The new data come from Arolik Lake sediment in the tundra region near the Ahklun Mountains, along the southwestern coast of Alaska. Hu and co-author Darrell Kaufman of Northern Arizona University in Flagstaff have conducted climate-change research in that region for more than a decade.
"To our knowledge, this is the first data set from the North Pacific high latitudes that has enough details to evaluate the effects of centennial scale solar cycles on climate and ecosystems," Hu said.
Sediment samples were tested for a variety of biological and chemical components related to environmental qualities, including their composition of biogenic silica, pollen and isotopes. The new data combined with recent findings of North Atlantic ice cover and production records of the cosmogenic nuclides beryllium-10 and carbon-14 strongly suggest that variations of Holocene climate on multi-centennial timescales reflect changes in solar intensity, the researchers wrote. Sun-ocean-climate linkages may account for similarities in the North Atlantic and North Pacific, Hu said.
In a Science paper published in 2001, one of Hu's colleagues, Gerard Bond of Columbia University in New York, and nine other authors documented a close connection between North Atlantic drift ice and changes in the cosmogenic nuclides beryllium-10 and carbon-14. "Now, Hu's findings in the North Pacific not only strongly corroborate the sun-climate connection we proposed, but they also imply that the response to solar variations may have involved much if not all of the Northern Hemisphere," Bond said.
Hu and colleagues linked the solar cycles to changes in lake productivity and plant densities, as well as variations in temperatures and moisture in the Alaskan tundra. The abundance of pollen from shrubs varied up to 25 percent between cycle peaks.
"When there have been high aquatic production and abundant shrubs, then warmer, more moist weather conditions are found at our site, and these conditions coincide with the presence of less drift ice in the North Atlantic and of higher solar irradiance," Hu said.
Data from biogenic silica (single-celled algae that reflect lake productivity), North Atlantic sea ice, and baryllium-10 and radiocarbon measures were "strikingly consistent" during the cycles, with the exception of conflicting correlations that occurred in a less-defined cycle that occurred between 5,000 and 6,000 years ago, the researchers wrote.
The presence of predictable cycles dating back thousands of years provides data that are not detectable in instrumental records, which are largely restricted to just the last 100 years, Hu said.
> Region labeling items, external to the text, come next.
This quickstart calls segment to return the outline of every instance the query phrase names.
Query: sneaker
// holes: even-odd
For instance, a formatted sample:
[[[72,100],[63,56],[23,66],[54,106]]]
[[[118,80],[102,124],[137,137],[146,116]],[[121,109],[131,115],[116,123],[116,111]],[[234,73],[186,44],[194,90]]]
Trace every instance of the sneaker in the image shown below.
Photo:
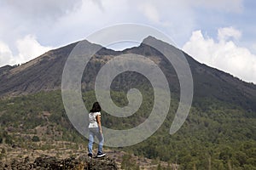
[[[88,156],[89,156],[90,158],[91,158],[91,157],[92,157],[92,154],[91,154],[91,153],[89,153],[89,154],[88,154]]]
[[[106,156],[105,153],[98,153],[97,154],[97,157],[103,157],[104,156]]]

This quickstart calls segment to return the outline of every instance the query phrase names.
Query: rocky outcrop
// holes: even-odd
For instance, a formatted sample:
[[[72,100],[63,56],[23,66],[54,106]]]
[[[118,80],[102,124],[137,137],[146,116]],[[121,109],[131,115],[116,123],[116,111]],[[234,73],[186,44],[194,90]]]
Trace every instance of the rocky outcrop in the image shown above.
[[[57,159],[55,156],[44,156],[38,157],[34,162],[30,162],[28,157],[22,162],[13,160],[8,164],[0,162],[0,169],[79,169],[79,170],[101,170],[101,169],[117,169],[115,162],[106,156],[103,158],[89,158],[87,156],[79,157],[68,157],[66,159]]]

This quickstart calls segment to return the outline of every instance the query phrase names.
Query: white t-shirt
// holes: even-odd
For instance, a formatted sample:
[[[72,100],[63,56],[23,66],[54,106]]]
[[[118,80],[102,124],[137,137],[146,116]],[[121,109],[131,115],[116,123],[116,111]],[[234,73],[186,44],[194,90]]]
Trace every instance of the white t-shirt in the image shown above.
[[[96,118],[98,115],[101,115],[101,112],[89,113],[89,128],[99,127]]]

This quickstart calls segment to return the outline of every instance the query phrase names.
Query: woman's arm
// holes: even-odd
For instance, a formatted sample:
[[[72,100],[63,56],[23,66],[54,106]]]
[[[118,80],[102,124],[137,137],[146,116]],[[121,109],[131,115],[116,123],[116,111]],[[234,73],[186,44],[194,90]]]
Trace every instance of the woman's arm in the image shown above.
[[[98,126],[99,126],[100,133],[102,133],[102,122],[101,122],[101,116],[100,115],[96,116],[96,122],[97,122]]]

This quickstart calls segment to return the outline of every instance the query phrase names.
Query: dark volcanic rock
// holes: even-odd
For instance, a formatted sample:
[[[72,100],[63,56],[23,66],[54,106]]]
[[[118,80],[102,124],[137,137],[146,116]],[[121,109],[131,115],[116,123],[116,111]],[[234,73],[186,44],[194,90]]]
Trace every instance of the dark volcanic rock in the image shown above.
[[[3,164],[2,162],[0,162],[0,169],[117,169],[115,162],[108,156],[103,158],[89,158],[86,156],[81,156],[79,158],[69,157],[60,160],[55,156],[44,156],[36,158],[32,163],[30,163],[28,162],[29,159],[28,157],[26,157],[23,162],[13,160],[9,164]]]

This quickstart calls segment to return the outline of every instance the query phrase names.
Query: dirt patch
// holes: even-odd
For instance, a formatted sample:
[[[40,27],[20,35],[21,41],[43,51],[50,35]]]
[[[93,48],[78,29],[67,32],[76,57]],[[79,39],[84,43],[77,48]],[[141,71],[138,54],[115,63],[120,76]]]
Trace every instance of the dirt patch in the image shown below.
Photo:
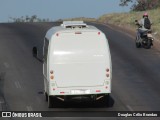
[[[133,29],[129,28],[128,26],[117,26],[117,25],[108,24],[108,23],[100,23],[100,24],[110,26],[112,29],[115,29],[118,31],[123,31],[124,33],[128,33],[133,38],[136,37],[136,30],[133,30]],[[158,50],[160,52],[160,40],[159,39],[154,38],[153,48],[155,48],[156,50]]]

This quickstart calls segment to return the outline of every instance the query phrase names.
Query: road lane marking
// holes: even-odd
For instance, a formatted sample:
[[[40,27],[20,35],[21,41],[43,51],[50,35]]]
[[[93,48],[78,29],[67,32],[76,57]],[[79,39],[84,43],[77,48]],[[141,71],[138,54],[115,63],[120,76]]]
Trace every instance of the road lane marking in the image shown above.
[[[130,110],[130,111],[134,111],[133,108],[130,105],[126,105],[126,107]]]
[[[9,68],[9,64],[7,62],[3,63],[6,68]]]
[[[20,83],[19,83],[19,81],[15,81],[14,83],[15,83],[17,89],[18,88],[22,88],[21,85],[20,85]]]
[[[33,111],[31,106],[27,106],[26,108],[27,108],[27,111]]]

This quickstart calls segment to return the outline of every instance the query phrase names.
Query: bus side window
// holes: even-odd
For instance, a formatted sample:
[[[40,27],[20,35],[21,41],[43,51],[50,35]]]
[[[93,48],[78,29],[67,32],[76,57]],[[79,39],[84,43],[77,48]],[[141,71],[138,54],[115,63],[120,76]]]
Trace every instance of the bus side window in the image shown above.
[[[48,45],[49,45],[49,40],[47,40],[47,38],[45,38],[44,40],[44,62],[47,62],[47,56],[48,56]]]

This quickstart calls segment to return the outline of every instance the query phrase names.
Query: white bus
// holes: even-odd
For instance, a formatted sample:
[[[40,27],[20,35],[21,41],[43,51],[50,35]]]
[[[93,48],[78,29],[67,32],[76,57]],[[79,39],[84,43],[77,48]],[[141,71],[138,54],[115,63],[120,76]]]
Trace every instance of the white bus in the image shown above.
[[[48,107],[77,96],[98,101],[111,93],[112,64],[105,34],[83,21],[64,21],[46,33],[44,89]],[[107,99],[106,99],[107,102]]]

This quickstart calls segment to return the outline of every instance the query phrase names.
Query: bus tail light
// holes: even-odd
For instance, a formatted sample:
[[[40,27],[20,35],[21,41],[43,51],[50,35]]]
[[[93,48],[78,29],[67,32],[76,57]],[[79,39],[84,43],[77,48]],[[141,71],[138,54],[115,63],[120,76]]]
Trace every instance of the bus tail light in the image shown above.
[[[50,71],[50,79],[51,79],[51,80],[54,79],[54,71],[53,71],[53,70]]]

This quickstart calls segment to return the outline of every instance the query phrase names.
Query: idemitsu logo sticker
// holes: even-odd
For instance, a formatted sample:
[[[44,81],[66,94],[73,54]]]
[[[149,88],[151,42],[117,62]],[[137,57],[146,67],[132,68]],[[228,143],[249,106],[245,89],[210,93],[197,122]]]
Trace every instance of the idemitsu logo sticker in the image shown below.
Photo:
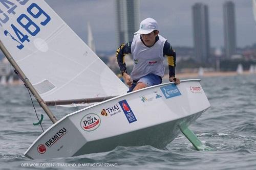
[[[39,144],[37,147],[37,151],[40,154],[44,154],[46,152],[46,148],[42,144]]]
[[[181,95],[180,90],[179,90],[175,84],[172,84],[160,87],[160,89],[166,99]]]
[[[100,124],[100,118],[94,113],[86,115],[81,120],[81,127],[86,131],[95,130]]]
[[[118,102],[118,103],[121,106],[121,107],[122,108],[122,109],[123,110],[123,112],[124,113],[124,114],[125,115],[125,116],[128,120],[128,122],[129,122],[129,123],[131,124],[133,122],[137,121],[137,119],[133,114],[133,111],[132,110],[132,109],[131,109],[131,108],[130,107],[128,103],[127,103],[126,100],[124,100],[123,101]]]

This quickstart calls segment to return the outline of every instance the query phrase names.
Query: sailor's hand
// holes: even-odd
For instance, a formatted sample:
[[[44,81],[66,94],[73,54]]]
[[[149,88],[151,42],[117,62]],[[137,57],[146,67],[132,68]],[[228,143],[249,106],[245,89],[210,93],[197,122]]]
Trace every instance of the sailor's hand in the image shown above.
[[[169,81],[170,82],[175,82],[176,84],[180,84],[180,79],[176,78],[175,77],[171,77],[169,78]]]
[[[132,84],[133,84],[133,81],[131,78],[131,76],[130,76],[130,75],[128,75],[127,73],[124,72],[123,78],[125,84],[127,84],[128,86],[129,86],[129,87],[132,86]]]

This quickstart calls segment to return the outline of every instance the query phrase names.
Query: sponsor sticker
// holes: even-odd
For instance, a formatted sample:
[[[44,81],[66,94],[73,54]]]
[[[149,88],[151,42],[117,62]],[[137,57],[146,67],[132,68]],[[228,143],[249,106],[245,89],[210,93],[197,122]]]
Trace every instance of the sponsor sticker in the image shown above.
[[[146,98],[145,95],[140,96],[140,98],[143,103],[152,101],[154,99],[154,98]]]
[[[160,94],[158,94],[158,93],[157,93],[156,94],[156,99],[158,99],[158,98],[162,98],[162,95],[160,95]]]
[[[190,86],[189,89],[190,91],[195,93],[202,93],[201,87],[199,86]]]
[[[43,154],[46,152],[46,148],[43,144],[39,144],[37,147],[37,151],[40,154]]]
[[[137,119],[135,117],[135,115],[134,114],[133,111],[131,109],[131,108],[127,103],[126,100],[124,100],[123,101],[118,102],[123,110],[125,116],[128,120],[128,122],[130,124],[132,123],[133,122],[137,121]]]
[[[100,118],[97,114],[88,114],[81,120],[81,128],[86,131],[92,131],[99,127],[100,122]]]
[[[101,115],[103,116],[108,116],[109,114],[111,116],[114,116],[114,115],[121,113],[121,110],[118,106],[118,105],[115,105],[111,107],[110,107],[106,109],[103,109],[101,111]]]
[[[179,90],[179,89],[175,84],[172,84],[161,87],[160,89],[166,99],[181,95],[180,90]]]
[[[63,136],[64,136],[68,131],[65,128],[63,127],[60,129],[55,134],[54,134],[52,137],[48,139],[45,143],[45,144],[47,147],[51,147],[54,143],[56,143],[57,141],[60,139]]]

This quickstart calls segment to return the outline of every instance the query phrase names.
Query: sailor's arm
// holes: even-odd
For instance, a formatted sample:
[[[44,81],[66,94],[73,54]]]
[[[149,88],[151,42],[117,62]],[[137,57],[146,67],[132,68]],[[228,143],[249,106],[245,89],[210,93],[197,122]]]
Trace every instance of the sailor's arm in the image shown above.
[[[173,49],[172,45],[165,42],[163,48],[163,55],[167,56],[168,60],[168,67],[169,68],[169,81],[175,82],[175,83],[180,83],[180,79],[175,77],[175,67],[176,66],[176,53]]]
[[[117,63],[119,66],[121,74],[123,78],[124,82],[130,87],[132,86],[132,81],[131,77],[127,73],[125,62],[124,61],[124,57],[126,54],[131,54],[131,45],[132,42],[129,42],[126,44],[123,43],[117,49],[116,52],[116,57],[117,60]]]

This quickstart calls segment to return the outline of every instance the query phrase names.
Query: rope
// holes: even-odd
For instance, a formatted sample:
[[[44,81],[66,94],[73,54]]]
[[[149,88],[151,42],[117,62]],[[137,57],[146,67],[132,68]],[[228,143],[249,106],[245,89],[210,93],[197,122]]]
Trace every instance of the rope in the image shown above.
[[[33,102],[33,100],[32,100],[32,97],[31,97],[31,94],[30,94],[30,92],[29,92],[29,89],[28,88],[27,88],[27,89],[28,89],[28,91],[29,92],[29,96],[30,96],[30,99],[31,100],[31,102],[32,103],[33,107],[34,107],[34,110],[35,110],[35,115],[36,115],[36,117],[37,117],[37,119],[38,119],[38,122],[40,123],[40,126],[41,126],[41,128],[42,128],[42,132],[45,132],[45,131],[44,130],[44,129],[42,128],[42,124],[41,124],[41,123],[39,119],[38,116],[37,115],[37,113],[36,113],[36,110],[35,110],[35,106],[34,105],[34,103]]]

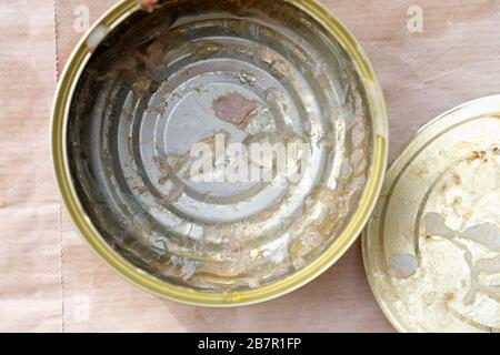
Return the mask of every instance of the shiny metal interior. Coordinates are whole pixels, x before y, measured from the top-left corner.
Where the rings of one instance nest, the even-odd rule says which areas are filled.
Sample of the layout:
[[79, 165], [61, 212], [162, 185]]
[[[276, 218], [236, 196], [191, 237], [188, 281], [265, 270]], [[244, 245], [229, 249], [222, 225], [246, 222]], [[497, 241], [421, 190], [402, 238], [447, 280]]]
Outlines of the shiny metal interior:
[[[373, 148], [356, 67], [282, 0], [134, 12], [86, 65], [68, 132], [79, 200], [106, 241], [138, 268], [206, 292], [269, 285], [321, 255], [361, 201]], [[192, 181], [191, 146], [220, 132], [307, 143], [310, 160], [294, 183]]]

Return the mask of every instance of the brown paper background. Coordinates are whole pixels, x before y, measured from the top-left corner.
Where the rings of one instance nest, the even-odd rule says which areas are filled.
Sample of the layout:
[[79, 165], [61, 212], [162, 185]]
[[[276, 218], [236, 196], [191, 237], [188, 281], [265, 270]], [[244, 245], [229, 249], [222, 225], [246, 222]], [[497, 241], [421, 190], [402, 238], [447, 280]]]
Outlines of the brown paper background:
[[[386, 93], [391, 156], [423, 123], [500, 91], [500, 1], [322, 0], [370, 55]], [[360, 244], [277, 301], [234, 310], [178, 305], [129, 285], [80, 240], [50, 162], [58, 73], [113, 0], [0, 0], [0, 331], [392, 332], [369, 290]], [[407, 11], [423, 9], [422, 33]], [[58, 62], [59, 61], [59, 62]]]

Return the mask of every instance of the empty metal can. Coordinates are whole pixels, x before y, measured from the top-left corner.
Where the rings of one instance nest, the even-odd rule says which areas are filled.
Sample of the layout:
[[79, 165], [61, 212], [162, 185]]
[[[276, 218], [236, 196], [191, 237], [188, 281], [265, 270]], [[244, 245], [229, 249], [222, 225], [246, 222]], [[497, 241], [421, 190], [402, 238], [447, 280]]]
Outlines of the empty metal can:
[[59, 83], [53, 161], [77, 227], [182, 303], [300, 287], [352, 244], [381, 189], [387, 115], [367, 55], [316, 1], [146, 10], [106, 13]]

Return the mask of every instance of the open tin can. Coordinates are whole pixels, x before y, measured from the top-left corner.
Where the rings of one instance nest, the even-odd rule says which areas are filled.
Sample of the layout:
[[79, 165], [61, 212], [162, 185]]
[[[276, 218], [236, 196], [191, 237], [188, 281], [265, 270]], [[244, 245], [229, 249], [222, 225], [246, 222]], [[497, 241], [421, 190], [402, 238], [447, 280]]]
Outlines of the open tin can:
[[353, 243], [382, 185], [367, 55], [311, 0], [149, 6], [106, 13], [59, 82], [52, 153], [72, 220], [170, 300], [236, 306], [302, 286]]

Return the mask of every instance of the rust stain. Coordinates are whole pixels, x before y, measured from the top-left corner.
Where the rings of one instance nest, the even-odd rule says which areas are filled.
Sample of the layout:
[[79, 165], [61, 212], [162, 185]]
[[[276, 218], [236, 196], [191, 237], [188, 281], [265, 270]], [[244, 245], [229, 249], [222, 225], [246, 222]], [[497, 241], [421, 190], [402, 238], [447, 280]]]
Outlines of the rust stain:
[[219, 119], [239, 128], [244, 128], [249, 123], [256, 109], [256, 101], [248, 100], [236, 91], [213, 100], [212, 104], [212, 110]]

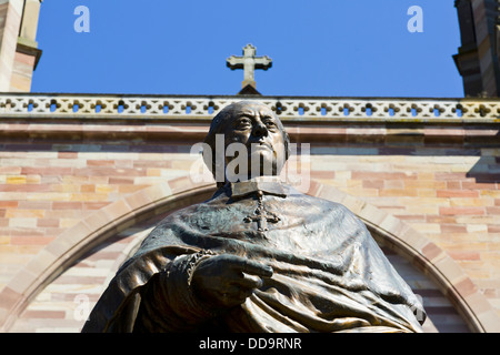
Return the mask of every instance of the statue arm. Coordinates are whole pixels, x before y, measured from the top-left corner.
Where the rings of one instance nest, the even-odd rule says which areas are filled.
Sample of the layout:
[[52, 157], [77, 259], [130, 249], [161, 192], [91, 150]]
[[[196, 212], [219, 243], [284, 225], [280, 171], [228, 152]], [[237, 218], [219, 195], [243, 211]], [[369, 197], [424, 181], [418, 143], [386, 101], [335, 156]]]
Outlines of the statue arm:
[[204, 252], [178, 256], [151, 277], [141, 291], [134, 332], [190, 332], [216, 316], [191, 287], [192, 271], [208, 257]]

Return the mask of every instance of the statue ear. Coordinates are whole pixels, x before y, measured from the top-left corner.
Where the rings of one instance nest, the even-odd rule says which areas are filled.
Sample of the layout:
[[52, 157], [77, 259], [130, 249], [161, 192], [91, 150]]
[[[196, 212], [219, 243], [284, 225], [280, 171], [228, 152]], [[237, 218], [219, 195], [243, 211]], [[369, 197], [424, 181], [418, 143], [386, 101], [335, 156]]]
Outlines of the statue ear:
[[291, 151], [290, 151], [290, 135], [288, 135], [288, 133], [284, 132], [284, 161], [288, 160], [290, 154], [291, 154]]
Illinois co-authors on the paper were microbiologist Sumiko Yoneji and graduate students David Nelson, Jian Tian and Benjamin Clegg. Other co-authors were Bond of Columbia University, Aldo Shemesh of the Weizmann Institute of Science in Israel, Yongsong Huang of Brown University and Thomas Brown of the Lawrence Livermore National Laboratory in California.
The David and Lucile Packard Foundation, National Science Foundation and Israeli Science Foundation funded the research through individual grants to the participants.